TRAM antibodies enable mechanistic studies of immune pathway cross-regulation:

• Dendritic cell activation studies:

  • Use TRAM antibodies to track adaptor recruitment during dendritic cell maturation.

  • Correlate TRAM-dependent signaling with antigen presentation capacity.

  • Investigate how TRAM-mediated pathways influence T cell priming outcomes.

• Macrophage polarization analysis:

  • Compare TRAM expression and localization between M1 and M2 macrophage phenotypes.

  • Investigate how TRAM-dependent signaling influences macrophage functional responses.

  • Correlate with downstream cytokine production profiles.

• Cross-talk with adaptive immune signaling:

  • Use co-immunoprecipitation with TRAM antibodies to identify novel interaction partners linking innate and adaptive pathways.

  • Investigate how T cell-derived signals modulate TRAM-dependent responses in innate immune cells.

  • Implement temporal analysis to understand sequential activation of interconnected pathways.

What are the latest methodological advances for high-sensitivity detection of TRAM in challenging samples?

Recent innovations have enhanced TRAM detection capabilities:

• Signal amplification technologies:

  • Tyramide signal amplification can substantially increase sensitivity for samples with low TRAM expression.

  • Proximity ligation assay (PLA) methods can detect TRAM interactions with increased sensitivity and spatial resolution.

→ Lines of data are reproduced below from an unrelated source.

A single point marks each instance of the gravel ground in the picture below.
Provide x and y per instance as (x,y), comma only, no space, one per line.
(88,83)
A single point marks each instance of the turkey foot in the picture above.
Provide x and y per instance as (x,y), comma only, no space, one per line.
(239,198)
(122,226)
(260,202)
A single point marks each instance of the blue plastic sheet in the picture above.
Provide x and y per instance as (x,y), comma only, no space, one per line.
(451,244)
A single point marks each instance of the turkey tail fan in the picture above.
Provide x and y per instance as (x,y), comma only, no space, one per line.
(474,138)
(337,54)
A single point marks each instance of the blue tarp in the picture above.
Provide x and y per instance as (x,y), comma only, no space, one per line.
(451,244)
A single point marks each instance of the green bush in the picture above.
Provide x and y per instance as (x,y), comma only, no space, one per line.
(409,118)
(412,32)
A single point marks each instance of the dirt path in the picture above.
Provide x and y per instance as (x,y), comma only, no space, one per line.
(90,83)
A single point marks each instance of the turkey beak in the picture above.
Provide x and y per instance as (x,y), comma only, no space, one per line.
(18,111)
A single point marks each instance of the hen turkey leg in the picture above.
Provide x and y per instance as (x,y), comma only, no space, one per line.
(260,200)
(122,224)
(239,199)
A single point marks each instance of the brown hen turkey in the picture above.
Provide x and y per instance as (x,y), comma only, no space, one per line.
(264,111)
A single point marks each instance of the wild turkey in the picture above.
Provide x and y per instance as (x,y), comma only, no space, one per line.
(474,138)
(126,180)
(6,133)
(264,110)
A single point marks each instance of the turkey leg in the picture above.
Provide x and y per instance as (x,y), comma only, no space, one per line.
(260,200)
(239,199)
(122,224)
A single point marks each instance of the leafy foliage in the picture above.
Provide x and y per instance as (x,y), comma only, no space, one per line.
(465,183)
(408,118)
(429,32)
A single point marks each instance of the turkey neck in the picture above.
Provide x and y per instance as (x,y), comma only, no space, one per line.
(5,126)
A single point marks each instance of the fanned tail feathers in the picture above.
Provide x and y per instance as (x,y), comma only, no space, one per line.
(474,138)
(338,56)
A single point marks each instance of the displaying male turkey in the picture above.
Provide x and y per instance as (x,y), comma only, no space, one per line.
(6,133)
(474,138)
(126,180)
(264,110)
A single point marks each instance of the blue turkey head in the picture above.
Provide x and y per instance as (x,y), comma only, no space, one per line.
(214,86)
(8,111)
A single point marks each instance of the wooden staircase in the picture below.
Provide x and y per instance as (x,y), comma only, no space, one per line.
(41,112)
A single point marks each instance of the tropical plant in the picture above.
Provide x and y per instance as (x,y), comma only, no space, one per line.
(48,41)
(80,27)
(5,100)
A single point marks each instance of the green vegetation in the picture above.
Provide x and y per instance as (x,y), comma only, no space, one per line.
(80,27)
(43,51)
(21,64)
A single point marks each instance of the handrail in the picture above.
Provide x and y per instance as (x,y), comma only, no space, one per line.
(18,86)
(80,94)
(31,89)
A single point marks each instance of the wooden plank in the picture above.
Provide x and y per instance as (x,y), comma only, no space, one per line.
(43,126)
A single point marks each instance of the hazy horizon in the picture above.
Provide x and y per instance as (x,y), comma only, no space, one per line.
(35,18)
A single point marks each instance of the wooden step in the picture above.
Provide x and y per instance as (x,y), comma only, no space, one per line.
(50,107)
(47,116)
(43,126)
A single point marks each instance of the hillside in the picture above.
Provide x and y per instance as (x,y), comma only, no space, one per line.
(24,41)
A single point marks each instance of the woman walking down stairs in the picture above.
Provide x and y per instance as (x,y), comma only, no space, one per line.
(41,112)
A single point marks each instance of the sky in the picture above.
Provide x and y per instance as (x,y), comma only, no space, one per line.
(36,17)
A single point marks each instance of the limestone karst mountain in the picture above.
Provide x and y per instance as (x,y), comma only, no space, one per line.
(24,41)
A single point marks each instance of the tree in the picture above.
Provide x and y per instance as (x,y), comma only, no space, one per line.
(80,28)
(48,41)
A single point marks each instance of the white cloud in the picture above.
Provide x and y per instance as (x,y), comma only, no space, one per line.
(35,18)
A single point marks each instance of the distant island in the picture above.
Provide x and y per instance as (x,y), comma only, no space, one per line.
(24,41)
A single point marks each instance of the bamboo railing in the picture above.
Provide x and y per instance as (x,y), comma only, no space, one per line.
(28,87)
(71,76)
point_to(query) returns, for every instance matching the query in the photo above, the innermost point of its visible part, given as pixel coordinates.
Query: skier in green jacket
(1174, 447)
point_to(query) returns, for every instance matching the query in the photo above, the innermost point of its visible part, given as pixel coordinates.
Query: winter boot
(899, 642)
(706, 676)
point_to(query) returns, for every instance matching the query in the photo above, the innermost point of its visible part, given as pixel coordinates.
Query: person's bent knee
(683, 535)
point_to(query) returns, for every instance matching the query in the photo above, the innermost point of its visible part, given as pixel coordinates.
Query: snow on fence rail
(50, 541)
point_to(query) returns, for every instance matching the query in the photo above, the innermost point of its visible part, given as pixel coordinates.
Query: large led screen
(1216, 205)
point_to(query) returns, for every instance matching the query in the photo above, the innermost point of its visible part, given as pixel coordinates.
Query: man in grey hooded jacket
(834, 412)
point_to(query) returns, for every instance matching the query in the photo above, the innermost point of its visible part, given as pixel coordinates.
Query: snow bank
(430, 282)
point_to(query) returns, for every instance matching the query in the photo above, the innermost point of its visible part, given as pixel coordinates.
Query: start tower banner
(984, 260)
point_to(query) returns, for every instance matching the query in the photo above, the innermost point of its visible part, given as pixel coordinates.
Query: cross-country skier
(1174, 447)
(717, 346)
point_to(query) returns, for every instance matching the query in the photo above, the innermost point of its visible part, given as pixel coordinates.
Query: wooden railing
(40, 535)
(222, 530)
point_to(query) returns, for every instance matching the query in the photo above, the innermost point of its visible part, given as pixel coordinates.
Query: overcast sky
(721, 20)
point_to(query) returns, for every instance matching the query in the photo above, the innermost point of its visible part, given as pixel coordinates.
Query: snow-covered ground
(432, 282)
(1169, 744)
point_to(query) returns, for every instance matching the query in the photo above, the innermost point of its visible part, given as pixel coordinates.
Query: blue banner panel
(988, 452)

  • Implementation of photoswitchable fluorophores for super-resolution microscopy of TRAM localization.

• Enhanced antigen retrieval approaches:

  • For TRAM1 antibody applications in tissues, TE buffer pH 9.0 is recommended, though citrate buffer pH 6.0 may serve as an alternative .

  • Optimization of retrieval time and temperature can significantly improve detection in fixed tissues.

• Advanced detection instrumentation:

  • High-sensitivity imaging systems with improved signal-to-noise capabilities.

  • Automated image acquisition and analysis platforms for standardized quantification.

  • Integration with artificial intelligence-based image analysis for complex pattern recognition.

How can researchers effectively validate novel TRAM antibodies as part of antibody development programs?

Comprehensive validation of new TRAM antibodies requires systematic approaches:

• Epitope mapping and characterization:

  • Identify the specific TRAM regions recognized by the antibody.

  • Assess conservation of these epitopes across species to predict cross-reactivity.

  • Determine whether the epitope is accessible in the native protein conformation.

• Comprehensive application testing:

  • Systematically evaluate performance across all potential applications (WB, IHC, IF, Flow Cytometry).

  • Test in multiple cell types and tissues with varying TRAM expression levels.

  • Compare performance against established TRAM antibodies.

• Specificity confirmation:

  • Use TRAM knockout/knockdown systems for definitive specificity validation.

  • Perform peptide competition assays to confirm epitope-specific binding.

  • Evaluate potential cross-reactivity with other TIR domain-containing proteins.

• Reproducibility assessment:

  • Test multiple antibody lots to ensure consistent performance.

  • Validate across different laboratories and experimental conditions.

  • Document optimal protocols for each application to ensure reproducibility.